Укол в сердце: нелегко было слышать, что твой лучший друг едва ли не погиб от собственной руки. Я действительно не представлял, что за потрясение коснулось его. Какова боль этой утраты, если такой крепкий рассудком человек, как Роуч Андерсон, что задокументировано медработниками, совершил попытку самоубийства? К счастью, неудачную. Из-за подсознательного импульса из головного мозга? Холода, заставившего мышцы сократиться?

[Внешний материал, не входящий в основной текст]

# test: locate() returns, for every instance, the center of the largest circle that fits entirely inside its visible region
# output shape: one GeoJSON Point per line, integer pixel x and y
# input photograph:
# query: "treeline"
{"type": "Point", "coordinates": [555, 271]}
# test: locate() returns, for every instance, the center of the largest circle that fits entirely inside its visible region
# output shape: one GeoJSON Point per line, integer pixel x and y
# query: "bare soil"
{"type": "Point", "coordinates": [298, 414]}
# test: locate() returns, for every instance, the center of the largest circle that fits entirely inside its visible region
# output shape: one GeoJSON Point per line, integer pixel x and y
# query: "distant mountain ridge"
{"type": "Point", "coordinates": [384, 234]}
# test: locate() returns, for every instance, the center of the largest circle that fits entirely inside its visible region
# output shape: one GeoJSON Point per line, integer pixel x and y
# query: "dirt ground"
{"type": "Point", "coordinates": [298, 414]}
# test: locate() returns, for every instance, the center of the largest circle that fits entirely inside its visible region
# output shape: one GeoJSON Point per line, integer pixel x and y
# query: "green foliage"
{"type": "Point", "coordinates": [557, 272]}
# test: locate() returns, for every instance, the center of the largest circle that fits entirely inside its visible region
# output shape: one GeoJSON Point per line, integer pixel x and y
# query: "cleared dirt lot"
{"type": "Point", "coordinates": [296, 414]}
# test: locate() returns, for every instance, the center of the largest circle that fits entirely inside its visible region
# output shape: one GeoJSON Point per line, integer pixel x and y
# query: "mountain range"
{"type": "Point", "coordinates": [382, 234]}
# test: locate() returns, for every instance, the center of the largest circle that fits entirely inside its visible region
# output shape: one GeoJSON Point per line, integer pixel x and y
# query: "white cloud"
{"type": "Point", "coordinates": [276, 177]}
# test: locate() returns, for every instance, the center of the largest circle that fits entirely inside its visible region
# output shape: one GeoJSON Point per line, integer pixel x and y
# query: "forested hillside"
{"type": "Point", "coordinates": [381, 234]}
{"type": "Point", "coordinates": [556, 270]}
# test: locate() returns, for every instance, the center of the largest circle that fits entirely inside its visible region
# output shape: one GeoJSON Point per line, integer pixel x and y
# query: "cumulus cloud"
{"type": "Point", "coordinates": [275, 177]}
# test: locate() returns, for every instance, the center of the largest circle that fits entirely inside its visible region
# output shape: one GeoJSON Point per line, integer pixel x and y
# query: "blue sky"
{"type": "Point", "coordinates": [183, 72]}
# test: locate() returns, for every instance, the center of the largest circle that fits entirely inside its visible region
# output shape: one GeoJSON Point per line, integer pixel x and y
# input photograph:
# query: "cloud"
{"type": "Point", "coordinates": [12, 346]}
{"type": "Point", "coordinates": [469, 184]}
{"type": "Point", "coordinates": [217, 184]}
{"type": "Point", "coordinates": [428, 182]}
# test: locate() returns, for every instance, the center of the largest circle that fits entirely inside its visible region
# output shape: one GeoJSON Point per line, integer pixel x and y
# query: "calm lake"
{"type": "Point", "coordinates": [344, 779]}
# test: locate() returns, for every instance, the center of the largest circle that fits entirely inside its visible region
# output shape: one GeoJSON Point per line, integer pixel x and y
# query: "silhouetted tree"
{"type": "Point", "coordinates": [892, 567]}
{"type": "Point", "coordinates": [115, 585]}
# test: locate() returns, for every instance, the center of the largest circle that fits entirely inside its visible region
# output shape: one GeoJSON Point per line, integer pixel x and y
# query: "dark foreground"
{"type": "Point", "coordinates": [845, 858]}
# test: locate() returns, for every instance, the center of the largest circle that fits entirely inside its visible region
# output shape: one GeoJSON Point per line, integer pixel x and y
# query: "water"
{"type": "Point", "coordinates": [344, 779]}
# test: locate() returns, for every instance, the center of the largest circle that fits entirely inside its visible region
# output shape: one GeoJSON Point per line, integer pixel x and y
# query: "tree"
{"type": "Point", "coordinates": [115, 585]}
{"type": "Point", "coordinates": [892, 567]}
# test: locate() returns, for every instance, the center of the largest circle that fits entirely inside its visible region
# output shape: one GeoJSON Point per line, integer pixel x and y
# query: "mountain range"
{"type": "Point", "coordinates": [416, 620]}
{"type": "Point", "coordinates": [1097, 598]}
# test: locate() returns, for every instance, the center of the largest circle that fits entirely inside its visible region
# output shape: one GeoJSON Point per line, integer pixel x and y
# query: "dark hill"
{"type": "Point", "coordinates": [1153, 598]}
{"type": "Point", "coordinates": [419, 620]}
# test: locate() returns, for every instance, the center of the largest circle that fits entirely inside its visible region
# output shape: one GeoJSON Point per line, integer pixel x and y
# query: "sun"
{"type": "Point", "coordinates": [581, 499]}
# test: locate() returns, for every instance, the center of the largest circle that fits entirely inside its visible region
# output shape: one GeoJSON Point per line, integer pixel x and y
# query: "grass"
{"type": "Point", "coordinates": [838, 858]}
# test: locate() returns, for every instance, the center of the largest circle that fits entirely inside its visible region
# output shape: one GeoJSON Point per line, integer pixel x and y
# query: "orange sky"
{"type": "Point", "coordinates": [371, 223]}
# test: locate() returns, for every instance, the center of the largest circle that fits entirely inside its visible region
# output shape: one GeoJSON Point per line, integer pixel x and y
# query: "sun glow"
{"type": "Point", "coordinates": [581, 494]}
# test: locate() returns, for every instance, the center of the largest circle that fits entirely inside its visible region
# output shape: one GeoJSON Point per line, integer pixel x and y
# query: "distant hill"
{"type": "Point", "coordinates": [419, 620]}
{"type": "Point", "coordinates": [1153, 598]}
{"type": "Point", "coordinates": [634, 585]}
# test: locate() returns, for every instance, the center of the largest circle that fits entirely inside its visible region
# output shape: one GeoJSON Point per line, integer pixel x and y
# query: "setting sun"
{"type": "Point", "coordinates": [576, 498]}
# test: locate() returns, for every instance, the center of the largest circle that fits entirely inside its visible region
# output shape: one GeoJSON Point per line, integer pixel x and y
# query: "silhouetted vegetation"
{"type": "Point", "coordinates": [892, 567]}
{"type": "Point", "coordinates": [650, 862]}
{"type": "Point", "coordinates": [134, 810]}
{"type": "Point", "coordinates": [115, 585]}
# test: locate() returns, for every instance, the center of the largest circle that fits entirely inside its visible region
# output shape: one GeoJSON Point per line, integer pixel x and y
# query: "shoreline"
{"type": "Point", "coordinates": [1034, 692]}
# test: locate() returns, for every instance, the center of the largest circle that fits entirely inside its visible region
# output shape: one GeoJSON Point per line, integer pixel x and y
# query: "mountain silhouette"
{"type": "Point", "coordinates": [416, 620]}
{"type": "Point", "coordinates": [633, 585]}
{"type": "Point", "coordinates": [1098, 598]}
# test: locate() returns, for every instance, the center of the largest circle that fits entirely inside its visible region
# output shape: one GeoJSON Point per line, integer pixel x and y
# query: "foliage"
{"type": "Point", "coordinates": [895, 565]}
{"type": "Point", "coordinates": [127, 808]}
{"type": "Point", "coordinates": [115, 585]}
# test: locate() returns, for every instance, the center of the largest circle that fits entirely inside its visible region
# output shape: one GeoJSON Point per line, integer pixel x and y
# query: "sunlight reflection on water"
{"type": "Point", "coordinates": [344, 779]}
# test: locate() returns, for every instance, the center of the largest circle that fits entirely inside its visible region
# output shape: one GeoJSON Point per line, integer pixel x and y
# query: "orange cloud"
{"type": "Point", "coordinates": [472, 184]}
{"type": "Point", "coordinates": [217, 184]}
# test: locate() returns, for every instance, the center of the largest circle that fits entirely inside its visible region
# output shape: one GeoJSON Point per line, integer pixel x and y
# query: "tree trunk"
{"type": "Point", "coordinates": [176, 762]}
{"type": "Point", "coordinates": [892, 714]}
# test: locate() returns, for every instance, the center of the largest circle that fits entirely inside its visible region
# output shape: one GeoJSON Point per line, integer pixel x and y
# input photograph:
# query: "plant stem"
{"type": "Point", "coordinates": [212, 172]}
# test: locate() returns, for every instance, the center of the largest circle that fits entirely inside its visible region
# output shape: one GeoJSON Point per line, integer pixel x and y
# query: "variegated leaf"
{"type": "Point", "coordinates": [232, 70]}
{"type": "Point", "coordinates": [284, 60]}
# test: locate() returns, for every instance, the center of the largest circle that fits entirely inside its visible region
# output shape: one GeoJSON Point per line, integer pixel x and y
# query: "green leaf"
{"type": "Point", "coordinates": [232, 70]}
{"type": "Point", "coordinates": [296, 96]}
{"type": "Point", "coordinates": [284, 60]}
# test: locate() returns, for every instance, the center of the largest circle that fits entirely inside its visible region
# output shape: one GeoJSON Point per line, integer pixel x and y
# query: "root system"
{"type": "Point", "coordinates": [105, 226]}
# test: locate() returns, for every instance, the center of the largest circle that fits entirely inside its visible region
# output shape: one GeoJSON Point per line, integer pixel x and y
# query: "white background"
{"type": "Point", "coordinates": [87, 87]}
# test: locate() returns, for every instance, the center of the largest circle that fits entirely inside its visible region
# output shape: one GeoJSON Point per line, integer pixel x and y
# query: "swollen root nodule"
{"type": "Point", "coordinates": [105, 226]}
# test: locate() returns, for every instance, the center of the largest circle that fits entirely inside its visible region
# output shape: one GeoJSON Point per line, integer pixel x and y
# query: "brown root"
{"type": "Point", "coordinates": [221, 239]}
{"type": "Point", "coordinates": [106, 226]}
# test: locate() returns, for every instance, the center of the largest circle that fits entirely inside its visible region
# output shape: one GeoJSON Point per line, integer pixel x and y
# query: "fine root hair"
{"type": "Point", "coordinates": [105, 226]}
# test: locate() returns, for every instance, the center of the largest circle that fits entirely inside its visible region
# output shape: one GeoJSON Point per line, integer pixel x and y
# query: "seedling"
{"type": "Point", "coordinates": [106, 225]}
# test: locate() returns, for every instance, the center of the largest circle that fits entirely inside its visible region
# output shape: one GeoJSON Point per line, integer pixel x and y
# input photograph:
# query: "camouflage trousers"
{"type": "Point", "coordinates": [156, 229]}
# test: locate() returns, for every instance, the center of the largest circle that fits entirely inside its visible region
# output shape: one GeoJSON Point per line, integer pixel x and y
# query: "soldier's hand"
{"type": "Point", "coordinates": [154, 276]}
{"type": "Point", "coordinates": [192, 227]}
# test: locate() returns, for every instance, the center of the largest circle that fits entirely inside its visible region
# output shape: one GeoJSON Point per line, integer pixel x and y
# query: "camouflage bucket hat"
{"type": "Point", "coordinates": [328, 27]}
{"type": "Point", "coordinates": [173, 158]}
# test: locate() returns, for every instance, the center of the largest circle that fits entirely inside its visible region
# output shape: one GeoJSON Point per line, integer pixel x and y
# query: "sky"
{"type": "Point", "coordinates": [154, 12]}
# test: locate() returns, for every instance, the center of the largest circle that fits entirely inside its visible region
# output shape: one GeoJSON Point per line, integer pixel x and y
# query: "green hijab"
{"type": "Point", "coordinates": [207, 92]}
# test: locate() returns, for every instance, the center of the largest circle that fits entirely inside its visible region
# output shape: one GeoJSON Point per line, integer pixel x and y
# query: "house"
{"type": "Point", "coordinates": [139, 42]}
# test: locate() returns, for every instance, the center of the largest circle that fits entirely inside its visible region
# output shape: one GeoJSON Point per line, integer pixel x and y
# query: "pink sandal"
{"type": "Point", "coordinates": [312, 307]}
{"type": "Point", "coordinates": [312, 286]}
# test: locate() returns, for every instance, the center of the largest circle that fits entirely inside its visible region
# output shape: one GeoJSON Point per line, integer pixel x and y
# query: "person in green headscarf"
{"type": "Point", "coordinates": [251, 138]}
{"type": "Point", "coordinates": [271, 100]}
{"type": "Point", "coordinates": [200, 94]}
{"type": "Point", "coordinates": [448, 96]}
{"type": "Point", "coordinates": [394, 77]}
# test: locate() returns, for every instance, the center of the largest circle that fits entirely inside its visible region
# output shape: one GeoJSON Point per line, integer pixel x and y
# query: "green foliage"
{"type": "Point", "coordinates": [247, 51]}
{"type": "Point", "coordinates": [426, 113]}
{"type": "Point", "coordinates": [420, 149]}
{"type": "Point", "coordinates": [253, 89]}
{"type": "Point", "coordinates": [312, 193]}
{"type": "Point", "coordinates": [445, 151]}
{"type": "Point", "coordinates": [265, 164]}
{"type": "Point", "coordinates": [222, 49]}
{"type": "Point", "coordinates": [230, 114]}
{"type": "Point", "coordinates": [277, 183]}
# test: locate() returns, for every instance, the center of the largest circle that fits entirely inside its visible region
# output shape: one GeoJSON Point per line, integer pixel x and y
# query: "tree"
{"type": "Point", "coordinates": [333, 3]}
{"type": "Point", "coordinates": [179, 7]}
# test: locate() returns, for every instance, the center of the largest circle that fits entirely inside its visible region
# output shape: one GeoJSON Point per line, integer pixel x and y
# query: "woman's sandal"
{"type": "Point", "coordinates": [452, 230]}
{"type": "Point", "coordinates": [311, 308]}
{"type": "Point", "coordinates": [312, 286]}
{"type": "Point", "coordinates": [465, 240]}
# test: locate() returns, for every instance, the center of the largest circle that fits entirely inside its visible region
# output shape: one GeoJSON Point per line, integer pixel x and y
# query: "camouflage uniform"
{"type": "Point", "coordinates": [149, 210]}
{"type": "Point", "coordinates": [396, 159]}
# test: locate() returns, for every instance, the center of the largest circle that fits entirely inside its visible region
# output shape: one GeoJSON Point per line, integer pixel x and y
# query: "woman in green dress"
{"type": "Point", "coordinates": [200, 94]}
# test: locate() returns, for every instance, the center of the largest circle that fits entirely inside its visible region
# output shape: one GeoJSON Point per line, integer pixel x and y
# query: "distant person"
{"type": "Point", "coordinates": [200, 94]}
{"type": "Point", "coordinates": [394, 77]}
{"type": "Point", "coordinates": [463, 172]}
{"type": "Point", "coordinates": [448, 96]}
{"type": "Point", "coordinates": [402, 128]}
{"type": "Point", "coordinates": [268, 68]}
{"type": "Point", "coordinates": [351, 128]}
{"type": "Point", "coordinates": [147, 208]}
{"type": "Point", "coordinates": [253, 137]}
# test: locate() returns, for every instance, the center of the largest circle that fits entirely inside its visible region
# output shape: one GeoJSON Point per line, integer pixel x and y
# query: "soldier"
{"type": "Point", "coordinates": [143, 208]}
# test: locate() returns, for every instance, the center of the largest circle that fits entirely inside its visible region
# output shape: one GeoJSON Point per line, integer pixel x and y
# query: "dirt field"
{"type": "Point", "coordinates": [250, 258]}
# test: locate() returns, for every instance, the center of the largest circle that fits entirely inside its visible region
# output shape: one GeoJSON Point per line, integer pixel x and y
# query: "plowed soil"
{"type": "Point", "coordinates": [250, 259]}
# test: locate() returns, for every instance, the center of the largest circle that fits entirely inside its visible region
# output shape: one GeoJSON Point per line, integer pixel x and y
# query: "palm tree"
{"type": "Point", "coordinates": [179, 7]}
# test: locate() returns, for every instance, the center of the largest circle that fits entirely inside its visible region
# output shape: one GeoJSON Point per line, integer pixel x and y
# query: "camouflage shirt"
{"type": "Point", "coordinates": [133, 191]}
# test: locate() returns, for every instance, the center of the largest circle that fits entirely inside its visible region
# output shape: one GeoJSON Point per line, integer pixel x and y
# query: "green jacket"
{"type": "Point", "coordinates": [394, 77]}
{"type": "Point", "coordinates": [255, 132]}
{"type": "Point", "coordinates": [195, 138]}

Или даже Бога? Не важно. Я всей душой благодарил Эту причину.
47 секунд мы молча смотрели друг на друга, не зная, что сказать и сделать. Я — от бессилия голоса, он — в смущении искренним разговором. Начал ощупывать форму, будто в манжете рукава или воротнике полицейской рубашки была вшита сигарета. Трудно было сдерживать нервное напряжение без успокоительного, и он прошептал пару грубых слов без конкретного адресата. Впервые я не осуждал его вредную привычку; впервые я задумался: может, вчера она спасла ему жизнь?
— После всего ты хочешь сказать, что можешь мне соболезновать? Люди за дверью главного входа, все те семьи, лишившиеся детей, — возможно. Но точно не ты. И я, конечно, рад этому, потому что не приведи Господь тебе соболезновать мне!
— Я найду их! Верну всех… кого еще можно спасти!